Lesson 10: Consistency in Distributed Data Stores Flashcards

Question 1

Q

Why is consistency important & hard?

Answer

A

distributed state
replication for availability and fault
caching for performance
failures

We need guarantees about the order of the writes and reads

But this is hard because we maintain multiple copies of the state and is complicated by various forms of failures.

Question 2

Q

What is the purpose of a consistency model & some examples?

Answer

A

The a consistency model makes a guarantee about the ordering of updates in the system and how these will be visible to ongoing read operations.

Strong consistency: linearizability
sequential consistency: guarantee single ordering
causal consistency: enforce ordering per happens before, no guarantee for concurrent events
eventual consistency: as long as partitions/failures are not permanent

Question 3

Q

What is a look-aside cache design?

Answer

A

Single Memecache Cluster Design:

Server first tries to get data from memcache. If result is not present in the cache, the server then gets it from the database, then saves it in the cache.

When performing a delete, the server must first delete it from the database, then the cache. In worst case, if the process fails and the data is not deleted from the cache it will eventually expire.

Question 4

Q

What are some problems with a look-aside cache design?

Answer

A

If two servers make requests to set a certain value in the database and the cache, those requests can be reordered in flight, resulting in differences between the cache and the database.

Solution: Leases
- issued on cache miss
- detect concurrent writes: supports ordering or writes

thundering herd
serving stale values

Question 5

Q

How does memcache maintain consistency when scaled to multiple clusters?

Answer

A

The database drives cache invalidations in commit order.

This means it’s possible for the data to be stale but it will be in the right order.

Question 6

Q

What mechanism does memcache use in multi-region data sharded setups?

Answer

A

server sets a remote marker in memcache
server writes to remote master database (in a different region)
server deletes value from memcache (the local database doesn’t yet have the value so we can’t push it in the cache yet)
mysql replication will push the update from the remote master database to the local database
once the local database has been updated, the remote marker in memcache is deleted.

NOTE: until the remote marker is deleted, the value can only be served from the remote master database.

Question 7

Q

Why is a causal consistency model at the system level not enough (e.g., we’ll see out of order updates, etc.)?

Answer

A

The system (e.g., a server) observes data accesses to determine causality.

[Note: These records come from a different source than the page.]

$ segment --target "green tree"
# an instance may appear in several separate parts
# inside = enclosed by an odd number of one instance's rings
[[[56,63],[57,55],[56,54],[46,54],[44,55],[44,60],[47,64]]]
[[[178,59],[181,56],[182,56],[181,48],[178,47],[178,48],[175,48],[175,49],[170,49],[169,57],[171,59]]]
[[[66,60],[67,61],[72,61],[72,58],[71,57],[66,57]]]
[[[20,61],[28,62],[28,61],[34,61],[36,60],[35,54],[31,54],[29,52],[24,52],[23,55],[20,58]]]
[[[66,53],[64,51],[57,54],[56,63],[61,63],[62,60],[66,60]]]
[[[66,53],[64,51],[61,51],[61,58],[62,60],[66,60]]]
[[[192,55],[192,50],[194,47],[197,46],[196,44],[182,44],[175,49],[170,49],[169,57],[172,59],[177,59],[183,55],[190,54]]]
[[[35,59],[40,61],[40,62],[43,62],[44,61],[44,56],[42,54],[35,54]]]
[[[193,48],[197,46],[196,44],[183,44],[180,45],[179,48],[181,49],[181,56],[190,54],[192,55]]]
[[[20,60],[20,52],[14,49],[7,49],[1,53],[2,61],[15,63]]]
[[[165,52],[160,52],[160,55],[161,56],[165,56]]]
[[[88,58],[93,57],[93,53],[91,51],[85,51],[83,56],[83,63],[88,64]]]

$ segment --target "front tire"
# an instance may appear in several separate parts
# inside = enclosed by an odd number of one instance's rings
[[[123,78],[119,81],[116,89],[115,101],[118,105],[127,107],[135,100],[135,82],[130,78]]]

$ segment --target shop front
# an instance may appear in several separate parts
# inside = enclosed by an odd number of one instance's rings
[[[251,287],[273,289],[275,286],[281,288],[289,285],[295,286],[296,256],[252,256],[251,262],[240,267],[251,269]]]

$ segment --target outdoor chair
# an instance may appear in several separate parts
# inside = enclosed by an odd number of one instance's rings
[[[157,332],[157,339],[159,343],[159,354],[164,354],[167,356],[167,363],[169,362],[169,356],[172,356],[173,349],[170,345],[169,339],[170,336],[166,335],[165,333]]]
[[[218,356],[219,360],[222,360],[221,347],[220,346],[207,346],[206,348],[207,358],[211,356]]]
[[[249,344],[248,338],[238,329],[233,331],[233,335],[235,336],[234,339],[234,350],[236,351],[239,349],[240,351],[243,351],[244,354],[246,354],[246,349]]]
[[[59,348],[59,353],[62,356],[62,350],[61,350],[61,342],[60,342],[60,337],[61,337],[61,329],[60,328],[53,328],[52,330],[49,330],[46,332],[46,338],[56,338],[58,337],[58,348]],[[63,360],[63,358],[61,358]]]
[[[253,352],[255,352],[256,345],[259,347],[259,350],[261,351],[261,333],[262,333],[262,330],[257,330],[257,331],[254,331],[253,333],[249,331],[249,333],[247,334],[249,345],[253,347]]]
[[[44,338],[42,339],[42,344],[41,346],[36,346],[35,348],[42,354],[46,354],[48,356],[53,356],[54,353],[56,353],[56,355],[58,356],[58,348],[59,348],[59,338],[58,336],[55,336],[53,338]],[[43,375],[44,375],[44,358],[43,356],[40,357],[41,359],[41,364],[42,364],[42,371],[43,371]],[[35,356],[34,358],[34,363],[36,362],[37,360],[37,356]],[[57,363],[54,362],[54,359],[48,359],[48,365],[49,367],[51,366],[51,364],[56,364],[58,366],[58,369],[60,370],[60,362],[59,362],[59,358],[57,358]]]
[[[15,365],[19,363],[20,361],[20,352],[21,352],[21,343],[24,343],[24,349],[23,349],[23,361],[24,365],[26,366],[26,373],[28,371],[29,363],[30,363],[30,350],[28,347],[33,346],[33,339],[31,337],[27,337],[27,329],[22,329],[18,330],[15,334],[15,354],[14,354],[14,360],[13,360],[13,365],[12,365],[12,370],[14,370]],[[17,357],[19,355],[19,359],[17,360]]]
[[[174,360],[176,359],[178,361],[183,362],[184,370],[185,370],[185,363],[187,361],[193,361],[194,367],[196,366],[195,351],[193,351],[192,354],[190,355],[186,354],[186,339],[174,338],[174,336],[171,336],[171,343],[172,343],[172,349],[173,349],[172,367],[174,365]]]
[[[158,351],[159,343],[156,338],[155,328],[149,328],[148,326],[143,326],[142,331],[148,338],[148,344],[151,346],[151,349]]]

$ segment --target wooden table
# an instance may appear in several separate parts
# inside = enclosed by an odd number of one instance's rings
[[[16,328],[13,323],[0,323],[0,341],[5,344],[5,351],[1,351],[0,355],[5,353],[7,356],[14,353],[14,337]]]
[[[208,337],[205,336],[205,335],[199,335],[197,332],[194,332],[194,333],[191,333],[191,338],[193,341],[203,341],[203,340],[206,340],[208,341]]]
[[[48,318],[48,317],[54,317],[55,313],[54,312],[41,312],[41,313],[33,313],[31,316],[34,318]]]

However, when the system involves (geo)replication, caching, etc. then all reads/writes are not visible in a single location and therefore appear as concurrent operations so it’s hard for the system to tell how to order operations.

Enter Causal+ (aka COPS)

The client making reads/writes captures this information. Later when updating the cache (issues a put after operation) the client provides this metadata. This allows the remote data store to perform dependency checks (e.g., won’t allow an update to become visible until dependencies have been satisfied)

Lesson 10: Consistency in Distributed Data Stores Flashcards

(7 cards)